Genuinely hot. Summer in Wellington averages about 90°F, and peak afternoons run well over a hundred. Outdoor plans move to mornings and evenings; AC is the most-used appliance in the house.
Zone 11, give or take a half-zone. Wellington's typical winter low puts it in that band on the USDA Hardiness map, which is what nurseries label plants against. Use Zone 11 as your starting filter; the USDA's interactive map is more precise for borderline cases.

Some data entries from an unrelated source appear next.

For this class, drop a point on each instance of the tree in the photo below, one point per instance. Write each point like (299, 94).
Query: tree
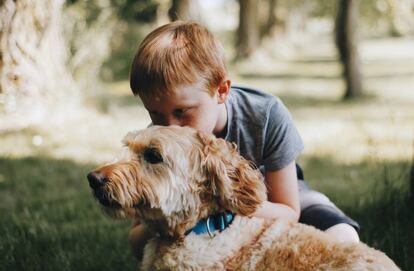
(270, 20)
(248, 31)
(347, 44)
(33, 75)
(185, 10)
(411, 179)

Wellington sits roughly 16 feet (5 m) above sea level — basically at the waterline. Storm surge, king tides, and long-term sea-level rise are real considerations for any coastal property here.
Atlantic basin storms can form from June 1 to November 30, but the serious ones cluster in August, September, and the first half of October. Residents of Wellington learn the season's rhythm fast: watch the cone, board up when it's the call, and don't shrug off the slow-mover storms — those are usually the ones that flood.
By the numbers, yes. Wellington reports roughly 1,119 crime incidents per 100,000 residents — well under the US average of about 3,500 per 100k. The big caveat applies as always: every city has neighborhoods that look nothing like the citywide average. But the citywide average here is genuinely good.
Yes, noticeably. Wellington's cost-of-living index runs 127, about 27% above the US baseline. Housing usually accounts for most of the markup; groceries and services run higher too but with less drama.
Not really — Wellington is built around the car. Its Walk Score of 12 out of 100 means almost every errand is a drive. Living without a car is technically possible but real work; most residents wouldn't try it.
Roughly $89,159 a year would match the lifestyle of someone earning $70,000 in an average US city. That's a starting point, not a target — negotiate higher when you can. Median rent in Wellington runs about $2,304/mo — keeping housing under 30% of gross income points to a similar floor on what you'd want to earn.